Many different foods can be prepared by dehydration. Meat has held a historically significant role. For centuries, much of the European diet depended on dried cod—known as salt cod, bacalhau (with salt), or stockfish (without). It formed the main protein source for the slaves on the West Indian plantations, and was a major economic force within the triangular trade. Dried fish most commonly cod or haddock, known as Harðfiskur, is a delicacy in Iceland, while dried reindeer meat is a traditional Sami food. Dried meats include prosciutto (Parma ham), bresaola, biltong and beef jerky.
Dried fruits have been consumed historically due to their high sugar content and sweet taste, and a longer shelf-life from drying. Fruits may be used differently when dried. The plum becomes a prune, the grape a raisin. Figs and dates may be transformed into different products that can either be eaten as they are, used in recipes, or rehydrated.
Freeze-dried vegetables are often found in food for backpackers, hunters, and the military. Garlic and onion are often dried. Edible mushrooms, as well as other fungi, are also sometimes dried for preservation purposes or to be used as seasonings.
Home drying of vegetables, fruit and meat can be carried out with electrical dehydrators (household appliance) or by sun-drying or by wind. Preservatives such as potassium metabisulfite, BHA, or BHT may be used, but are not required. However, dried products without these preservatives may require refrigeration or freezing to ensure safe storage for a long time.

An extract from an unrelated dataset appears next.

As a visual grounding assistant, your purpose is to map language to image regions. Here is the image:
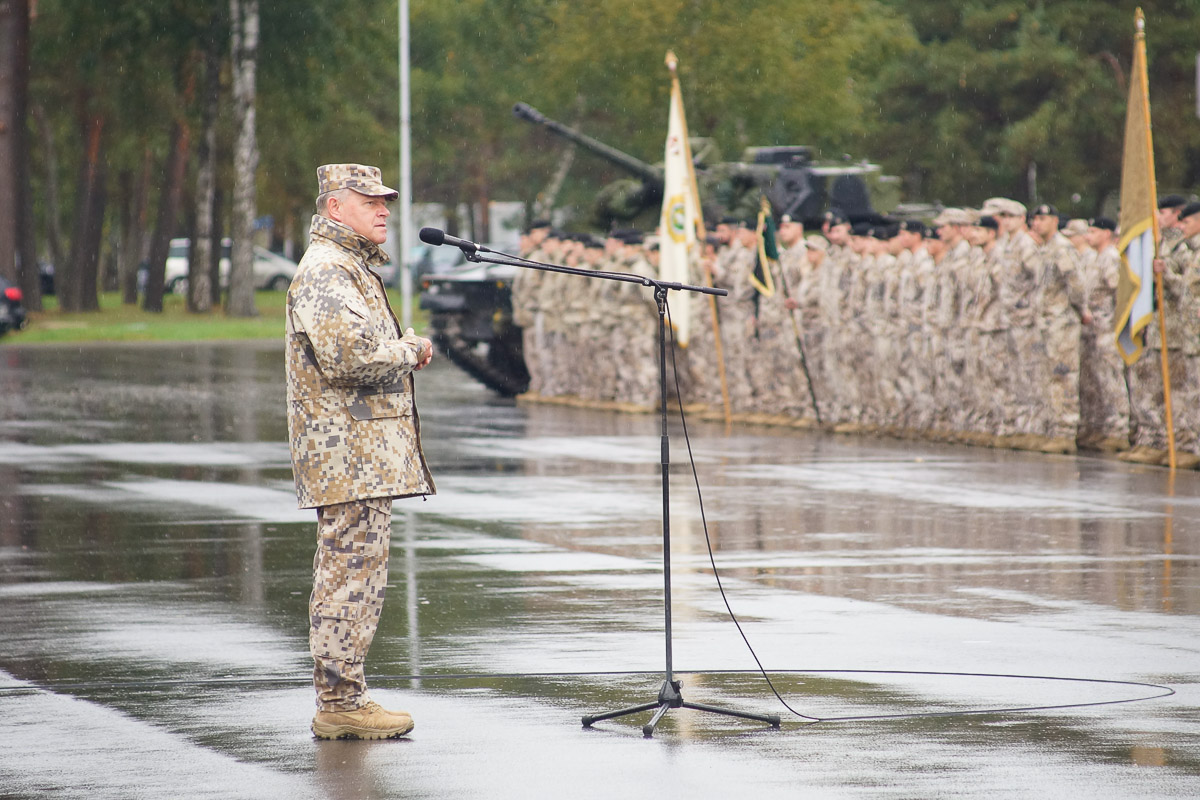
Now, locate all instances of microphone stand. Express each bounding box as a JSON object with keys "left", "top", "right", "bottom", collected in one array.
[{"left": 461, "top": 247, "right": 779, "bottom": 739}]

Industrial food dehydration is often accomplished by freeze-drying. In this case food is flash frozen and put into a reduced-pressure system which causes the water to sublimate directly from the solid to the gaseous phase. Although freeze-drying is more expensive than traditional dehydration techniques, it also mitigates the change in flavor, texture, and nutritional value. In addition, another widely used industrial method of drying of food is convective hot air drying. Industrial hot air dryers are simple and easy to design, construct and maintain. More so, it is very affordable and has been reported to retain most of the nutritional properties of food if dried using appropriate drying conditions.
Another form of food dehydration is irradiation. Irradiation uses x-rays, ultraviolet light, and ionizing radiations to penetrate food to the point of sterilization. Astronauts and people who are highly at risk for microbial infections benefit from this method of food drying.

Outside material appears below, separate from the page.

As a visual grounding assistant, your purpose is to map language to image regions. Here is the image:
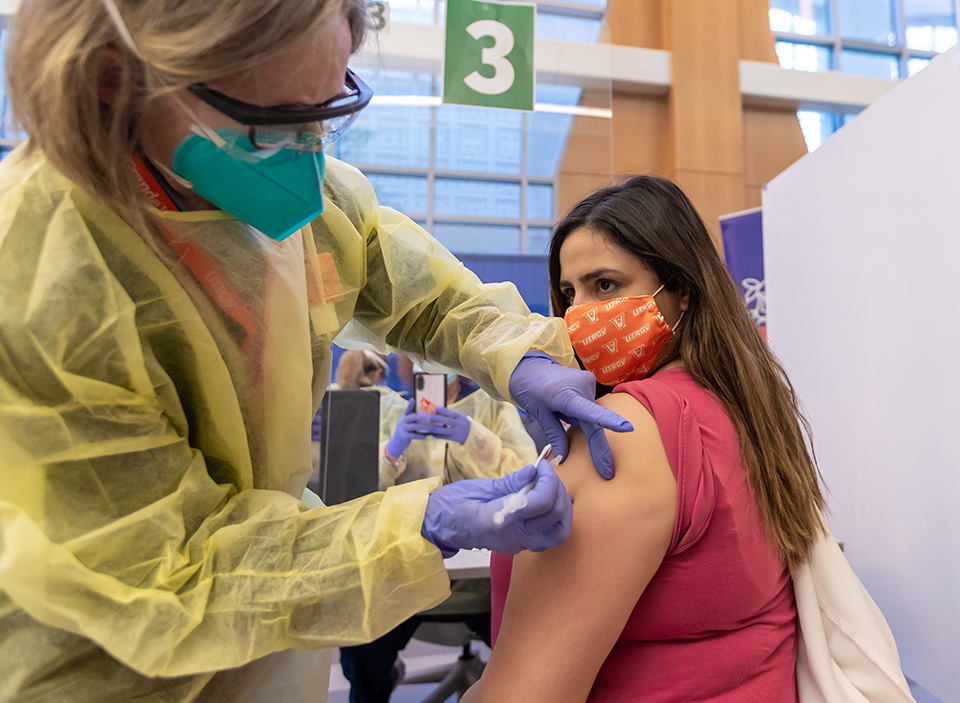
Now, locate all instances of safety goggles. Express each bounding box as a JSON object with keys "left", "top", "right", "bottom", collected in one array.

Hurdle technology is the combination of multiple food preservation methods. Hurdle technology uses low doses of multiple food preservation techniques in order to ensure food is not only safe but is desirable visually and texturally.
Packaging ensures effective food preservation. Some methods of packaging that are beneficial to dehydrated food are vacuum sealed, inert gases, or gases that help regulate respiration, biological organisms, and growth of microorganisms.